So, Your Pagan Event Is Getting Picketed – Here’s What You Can Do

Pagan pride season is coming up again. There are, as you may already know, certain groups who will go out of their way to try and crash your events.  It helps to know how these groups operate and how to get rid of them–without legally jeopardizing your own event. Mass gatherings like pagan pride require the organizers–and the attendees, by extension–to remain in the good graces of the powers that be.

Not the gods, but the people issuing your permit to gather. Or the people you called to alert that an event too small for permits was happening.

Picketers can throw off the energy and momentum of your event, and they often attract a crowd. The gathering of a crowd means that picketers now have an audience, and having access to more people means that they’ll stick around for longer because they like the attention and have more people to target.

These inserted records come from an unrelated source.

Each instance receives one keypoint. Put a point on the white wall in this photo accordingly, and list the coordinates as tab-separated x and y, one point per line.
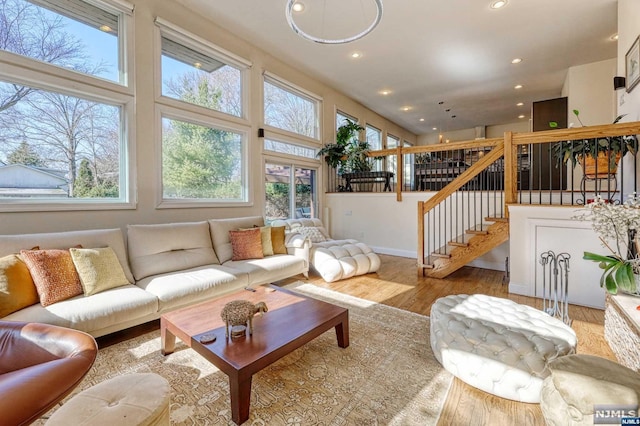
538	229
589	89
495	131
628	31
147	138
389	226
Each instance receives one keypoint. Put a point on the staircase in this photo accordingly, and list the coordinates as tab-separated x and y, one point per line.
462	221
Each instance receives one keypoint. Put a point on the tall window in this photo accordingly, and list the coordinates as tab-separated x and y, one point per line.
204	153
72	34
291	109
290	191
290	180
196	78
374	137
64	144
201	162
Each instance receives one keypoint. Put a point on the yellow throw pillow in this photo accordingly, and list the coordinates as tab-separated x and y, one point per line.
265	237
17	290
53	273
277	240
99	269
246	244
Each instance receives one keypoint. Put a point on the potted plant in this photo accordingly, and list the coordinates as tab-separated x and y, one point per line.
616	226
335	154
598	157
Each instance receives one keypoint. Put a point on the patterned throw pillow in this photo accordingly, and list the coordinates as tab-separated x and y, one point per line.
313	233
53	273
246	244
17	290
277	240
99	269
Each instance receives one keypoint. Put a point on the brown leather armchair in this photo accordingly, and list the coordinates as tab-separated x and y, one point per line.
40	364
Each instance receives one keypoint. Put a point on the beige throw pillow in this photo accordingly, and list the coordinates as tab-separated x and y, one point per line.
99	269
277	239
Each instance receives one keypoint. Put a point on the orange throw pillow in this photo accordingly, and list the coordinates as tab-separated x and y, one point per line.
16	286
246	244
277	240
53	273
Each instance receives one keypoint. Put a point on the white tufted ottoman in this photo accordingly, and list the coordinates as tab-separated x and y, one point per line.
333	259
140	399
578	383
497	345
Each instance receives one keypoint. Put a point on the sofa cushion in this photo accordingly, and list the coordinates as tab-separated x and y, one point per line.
270	269
53	273
315	235
98	269
220	233
62	240
17	290
177	289
109	309
246	244
156	249
277	240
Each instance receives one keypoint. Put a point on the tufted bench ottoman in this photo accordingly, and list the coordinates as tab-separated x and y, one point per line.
140	399
333	259
497	345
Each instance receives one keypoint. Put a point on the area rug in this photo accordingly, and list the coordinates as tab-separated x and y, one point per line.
387	376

Drawing a crowd also presents two possible dangers for your event: one, that it will drag attendees away from your event to go yell at the picketers, and two, increase the likelihood of someone doing something dangerous or illegal because they’re pissed off.

Which can result in forceful legal intervention, a horrendous lawsuit, and will create issues with organizing the next event. We don’t want that.

So we’ve established that debate, argument and heckling don’t work. Fighting and forcing picketers away also doesn’t work, for slightly different reasons. Provocative groups are often, as a rule, lawyer happy.

So what does work?

Cut off their attention supply, and bore them to tears.

warning - live trolls do not feed

You usually can’t force them to leave unless they encroach on the area you have a permit for–and even then, public property can’t be monopolized, and free speech is a demo derby. That can make picketers virtually untouchable.

Don’t touch them, by the way–because again, these people are prone to filing lawsuits.

Before you Start:

Step zero, which has to happen before any response can be planned, is to have the permission of the event organizers. In the case of Philly Pagan Pride, the idea was from the organizers, so we didn’t have to worry about this. With Seasons of Transition Pt II, we had volunteers from within the community who approached me first and ran tactics they had in mind by me.

But it is absolutely necessary that you are working with the event, to prevent any possibility of accidentally working against the interests of the event. Make sure you understand what the event permit allows–or what’s allowed when you hold an event sans permit.

Once this is sorted out, you’re free to proceed to step one.